One laughing woman, one dead woman, Joentaa had thought, and then thought the idea was both true and stupid.
No one had noticed Saara Koivula’s disappearance. She hadn’t taught evening classes for years now. There seemed to be no relations or close friends who would have noticed that she was missing.
His mobile lay on the wooden table in front of him. He picked it up and called a number, the one he kept on calling recently. His own. No one answered. The house was empty, the giraffe was lying in the snow.
He thought of Tuomas Heinonen; he had phoned him the day before. Heinonen had said he was spending Christmas Eve at home with Paulina and the twins, and Joentaa had said he was very glad about that. He wrote a message:
Dear Tuomas, a very happy Christmas to you and Paulina and the twins. See you soon, Kimmo.

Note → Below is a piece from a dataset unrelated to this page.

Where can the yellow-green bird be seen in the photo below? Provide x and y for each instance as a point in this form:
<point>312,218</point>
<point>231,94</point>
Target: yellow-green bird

Then he leaned back on the chair and closed his eyes. The cold came in through the open door to the terrace. A text message from Tuomas came in:
Dear Kimmo, I wish you a happy Christmas too. We’re at home, it’s all lovely. I have a silly question to ask, and I really do ask you only because I know you won’t take it the wrong way – can you lend me a little money in the next few days? 500 euros?
Joentaa stared at the text message. For a few minutes he wondered whether it was possible that Tuomas Heinonen really did just mean to crack a joke.
Then he leaned forward, laid his head on the top of the table and closed his eyes. He tried to think about the boy Teuvo Manner, but the thought eluded him. He thought of Larissa, and that thought eluded him as well, and he dreamed of a woman who looked like Larissa.
When the familiar melody of his telephone roused him from sleep, he was sure that the call came from Sanna. Sanna had risen from the dead and had a mobile on which she was calling him now, at this moment, in the dark beside the red wooden church, standing beside her grave.
He raised his head from the table and reached for the phone. Put it down, picked it up again.
‘Hello,’ he shouted.
No one answered.
‘Yes!’ he shouted.
‘Er . . . Kimmo?’ asked the caller. He sounded uncertain.
‘Yes . . . sorry!’ shouted Joentaa.
‘Er . . . Kimmo, you’re shouting.’
‘Sorry,’ said Joentaa.
‘Never mind. Did I wake you up?’
‘Yes, but it doesn’t matter.’
‘I thought I’d give you a call at once,’ said Seppo.
‘Yes?’
‘Kimmo . . .’
‘Yes, what?’
‘I’ve got him.’
Now Joentaa heard the new tone in his voice. Triumph and excitement.
‘Risto Nygren.’
Joentaa said nothing.
‘Winner of the beach volleyball tournament on Karjasaari bathing beach on 24 July 1985. Captain of the team that won not only the honour but also a voucher for brunch at the fish restaurant there. In the photo Risto is holding the cup up to the camera, with the others in the background grinning for all they’re worth.’
R. says I’m not to worry about it
, thought Joentaa.
‘Do you understand? All four of them. Happonen, Forsman, Miettinen, Anttila.’
The entire volleyball team, thought Joentaa.
‘We’ve got him, Kimmo,’ said Seppo again.
‘Yes,’ said Joentaa. A puddle had formed on the square metre of floor in front of the terrace door, and Joentaa wondered vaguely if it would damage the floorboards.
‘I’ll call when we get more concrete facts,’ said Seppo.
‘Right,’ said Joentaa.
Then he sat in the silence again, in the empty house where Saara Koivula had lived with her boyfriend Risto Nygren. A brilliant volleyball player. He got up to close the terrace door, but when he reached the door he decided to go outside. Into the garden that merged with the forest after about 20 metres. There was a swing to one side of the garden; it looked home-made. Probably by the young father of the family, the man who wanted to sell this house.
Joentaa brushed off some of the snow and sat on the swing. He swung back and forth a little, looking through the windows into the living room of the house. After a while he heard the sound of his ringtone again. He walked in, slowly, and when he got to the mobile the display told him a call had been missed. Seppo’s number. He called back.